The longer drivers worked, the more trapped they felt. After just a few months, drivers typically had paid thousands of dollars towards a truck.
If drivers quit or got fired for any reason, most of them lost the truck and everything they had paid in. Many worked 20 hours a day to keep up with their truck payment and feed their family.
For years, Pacific 9 used the same kind of lease-to-own program.
Forty drivers have won California labor commissioner cases against Pacific 9, accusing the company of using the leases to cheat them of fair pay. Half of them testified that they had to work up to 19 hours a day, violating federal fatigue laws for truckers.
As the USA TODAY Network began investigating and as labor judgments piled up against Pacific 9, the company stopped using leases. In April 2016, facing almost $7 million in court-ordered back pay and penalties, the company filed for bankruptcy protection.
It has since started rehiring drivers as full-time employees and stopped charging them truck expenses.

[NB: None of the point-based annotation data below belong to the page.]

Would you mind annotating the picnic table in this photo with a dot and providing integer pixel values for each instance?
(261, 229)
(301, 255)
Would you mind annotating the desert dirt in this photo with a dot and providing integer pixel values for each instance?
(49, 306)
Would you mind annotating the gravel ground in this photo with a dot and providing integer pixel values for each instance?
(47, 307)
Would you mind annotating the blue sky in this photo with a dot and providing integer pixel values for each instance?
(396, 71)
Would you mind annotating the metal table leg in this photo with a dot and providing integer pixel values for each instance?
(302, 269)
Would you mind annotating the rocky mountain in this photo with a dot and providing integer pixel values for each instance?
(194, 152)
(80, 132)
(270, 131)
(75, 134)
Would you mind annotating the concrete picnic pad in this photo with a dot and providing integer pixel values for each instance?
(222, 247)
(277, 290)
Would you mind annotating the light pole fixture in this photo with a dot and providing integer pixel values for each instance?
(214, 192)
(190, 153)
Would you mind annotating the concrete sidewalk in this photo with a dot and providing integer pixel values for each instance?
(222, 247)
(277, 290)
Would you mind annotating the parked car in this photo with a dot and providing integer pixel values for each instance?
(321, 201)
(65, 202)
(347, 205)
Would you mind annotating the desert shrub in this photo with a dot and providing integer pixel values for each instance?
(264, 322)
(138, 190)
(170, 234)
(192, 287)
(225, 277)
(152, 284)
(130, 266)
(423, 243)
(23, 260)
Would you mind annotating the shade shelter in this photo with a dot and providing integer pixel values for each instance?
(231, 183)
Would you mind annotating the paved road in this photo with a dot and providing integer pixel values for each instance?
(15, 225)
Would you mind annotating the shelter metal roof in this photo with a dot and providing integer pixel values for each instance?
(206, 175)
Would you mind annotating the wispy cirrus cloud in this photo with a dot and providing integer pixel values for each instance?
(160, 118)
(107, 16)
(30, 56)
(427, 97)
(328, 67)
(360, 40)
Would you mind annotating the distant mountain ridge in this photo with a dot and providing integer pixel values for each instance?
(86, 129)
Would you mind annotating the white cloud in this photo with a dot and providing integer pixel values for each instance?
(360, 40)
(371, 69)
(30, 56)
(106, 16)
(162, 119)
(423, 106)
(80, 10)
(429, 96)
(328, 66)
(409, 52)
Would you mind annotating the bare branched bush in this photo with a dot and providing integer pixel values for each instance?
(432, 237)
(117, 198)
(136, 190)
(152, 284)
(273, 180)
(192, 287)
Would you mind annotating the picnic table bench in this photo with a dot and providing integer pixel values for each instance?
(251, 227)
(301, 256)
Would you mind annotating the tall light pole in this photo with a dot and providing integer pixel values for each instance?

Ta and many of his drivers said the company is now working to become a model for the rest of the industry.
Pacific 9’s sudden loss of business comes at a precarious time for the company – the tail end of drawn out bankruptcy negotiation with truckers.
Drivers and their attorneys sent at least two letters to the senators pleading with them to ease pressure on retailers using Pacific 9.
Rivera and Shackelford, a San Diego firm representing some Pacific 9 drivers, said Costco’s decision might “lead to the closing of Pacific 9 altogether,” undoing months of negotiations and possibly leaving drivers empty-handed.
“We believe this would be a tragedy,” the attorneys wrote.
Some drivers feel the same — even those who once testified about pervasive labor abuses inside the company.
“Pacific 9 has followed through on its commitments to us drivers,” wrote trucker Santiago Aguilar, who filed a labor claim against the company in 2013 and has since been rehired as an employee with full protections. Aguilar’s letter was signed by 13 others at the company. “Now, I get a fair day’s pay for a hard day’s work,” he said.
Pacific 9 is one of the busiest operators at the Long Beach and Los Angeles ports, according to port truck data obtained through a public records request.
Using the data, reporters tracked the movement of the company’s 160 trucks and found that they were on the clock for more than the 14-hour maximum set by federal law at least 7,500 times over three years. Almost all of the company’s rigs exceeded the time limit set for commercial truckers at least once.
But executives say those practices are a thing of the past.
“We have made significant change in our company and to our industry,” Ta said in an email.
Other companies that have used Pacific 9, either directly or as a subcontractor, include Hasbro and Goodyear. Hasbro did not respond to multiple requests for comment.
Goodyear spokesman Keith Price said the tire giant “took immediate action and ceased use of Pacific 9 within two weeks of the California Labor Commission’s ruling against them.”